A minimal laboratory program to determine the possible causes of pruritus in the absence of typical manifestations of any dermatosis should include, in addition to determining the parameters of inflammation (ESR and C-reactive protein), a differential blood test with counting the number of eosinophils and platelets, transaminase with alkaline phosphatase and bilirubin, and also transferrin and iron, urea and creatinine, uric acid and sugar, calcium and phosphate. The study of hormones, thyroid and parathyroid glands, the determination of the overall IgE level in connection with the evidence of intestinal parasitosis completes the program.
Patient examination plan with skin pruritus
- General examination (temperature, sweating, fatigue, weight loss)
- Skin (pigmentation, dryness, icterism, traces of excoriation)
- Nails (change in color, dystrophy, onycholi-zis)
- Eyes (exophthalmos, discoloration of sclera)
- Endocrine system (tremor, violation of thermoregulation, polydipsia, polyuria)
- The blood system (anemia, bleeding, lymph-drainage)
- Gastrointestinal tract (nausea, vomiting, stool, incontinence of the bladder and color)
- Urogenital system (urine color, incontinence, menstruation, pregnancy)
- Nervous system (headaches, paresthesia, visual disorders)
- Mental status (mood, sleep disturbances, hallucinations, delusions)
Patient examination plan with skin pruritus
- General blood analysis
- Biochemical blood test (alkaline phosphatase, bilirubin, urea, creatinine)
- T4 (thyroxine), TSH (thyroxine-binding globulin)
- Blood test for iron, ferritin
- A blood test for total protein and protein fractions (a1, a2, beta, gamma)

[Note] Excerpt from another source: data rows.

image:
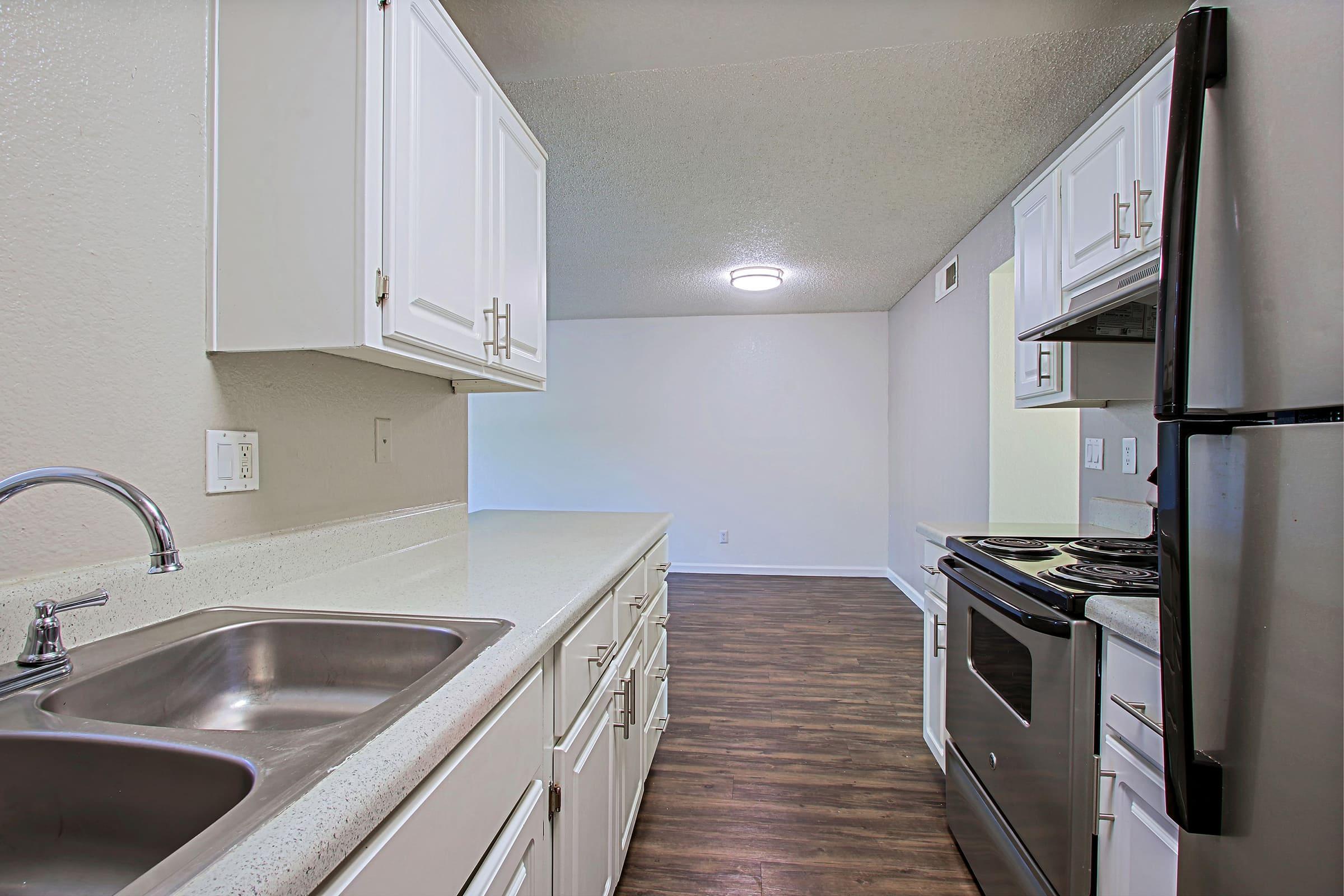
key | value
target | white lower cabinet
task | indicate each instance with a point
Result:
(542, 799)
(519, 863)
(936, 675)
(1136, 841)
(585, 828)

- HIV serology (ELISA-HIV)
- Fecal occult blood test
- Analysis of feces for eggs of helminths
- Urine analysis (5-hydroxyindoleacetic acid, 17-ketosteroids)
- Skin biopsy (histology, immunofluorescence, electron microscopy)
- X-ray and ultrasound
- Endoscopy (fibroesophagogastroduodenoscopy, sigmoidoscopy, colonoscopy, laparoscopy)

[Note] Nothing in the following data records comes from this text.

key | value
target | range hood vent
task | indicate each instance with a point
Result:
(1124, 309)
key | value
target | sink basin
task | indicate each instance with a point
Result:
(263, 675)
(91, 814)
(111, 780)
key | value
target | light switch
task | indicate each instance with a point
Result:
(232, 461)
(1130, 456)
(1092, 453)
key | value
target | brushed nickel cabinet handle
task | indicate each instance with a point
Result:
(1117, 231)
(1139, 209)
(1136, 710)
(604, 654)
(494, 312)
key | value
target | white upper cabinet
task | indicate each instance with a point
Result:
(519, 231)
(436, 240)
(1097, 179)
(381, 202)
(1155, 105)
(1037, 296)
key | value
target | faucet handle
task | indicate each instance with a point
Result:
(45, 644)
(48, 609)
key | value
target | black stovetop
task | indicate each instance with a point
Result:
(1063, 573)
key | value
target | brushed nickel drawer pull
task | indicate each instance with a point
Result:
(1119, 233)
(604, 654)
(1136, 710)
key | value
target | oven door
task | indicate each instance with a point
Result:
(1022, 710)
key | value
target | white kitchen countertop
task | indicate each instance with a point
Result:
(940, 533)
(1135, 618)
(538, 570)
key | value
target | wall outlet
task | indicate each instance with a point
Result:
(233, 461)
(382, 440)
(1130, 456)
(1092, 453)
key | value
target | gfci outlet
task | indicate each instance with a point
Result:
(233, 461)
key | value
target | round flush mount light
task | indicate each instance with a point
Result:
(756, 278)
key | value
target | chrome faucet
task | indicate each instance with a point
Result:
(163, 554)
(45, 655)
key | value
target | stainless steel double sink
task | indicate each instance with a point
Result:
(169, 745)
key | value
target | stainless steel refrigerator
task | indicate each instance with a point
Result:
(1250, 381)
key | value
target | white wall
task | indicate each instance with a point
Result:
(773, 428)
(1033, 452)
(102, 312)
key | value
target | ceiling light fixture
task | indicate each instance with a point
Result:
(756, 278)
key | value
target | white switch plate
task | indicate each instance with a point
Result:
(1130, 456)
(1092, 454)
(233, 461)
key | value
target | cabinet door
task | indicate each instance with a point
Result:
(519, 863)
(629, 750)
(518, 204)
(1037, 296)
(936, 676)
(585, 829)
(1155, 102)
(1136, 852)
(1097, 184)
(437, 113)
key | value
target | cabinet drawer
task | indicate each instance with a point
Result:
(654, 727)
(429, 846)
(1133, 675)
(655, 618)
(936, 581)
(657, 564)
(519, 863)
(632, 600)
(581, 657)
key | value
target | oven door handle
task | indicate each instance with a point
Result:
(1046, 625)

If you suspect a pruritus associated with paraneoplasia, you should conduct appropriate studies using tumor markers, as well as minimally invasive studies such as chest X-ray and ultrasound.
Sometimes it helps to determine the level of histamine, serotonin and tryptase (diffuse mastocytosis, nephropathy, hepatopathy). With lichen-venous lesions, biopsy will eliminate granulomatous dermatoses. Studies associated with infections should always be carried out purposefully.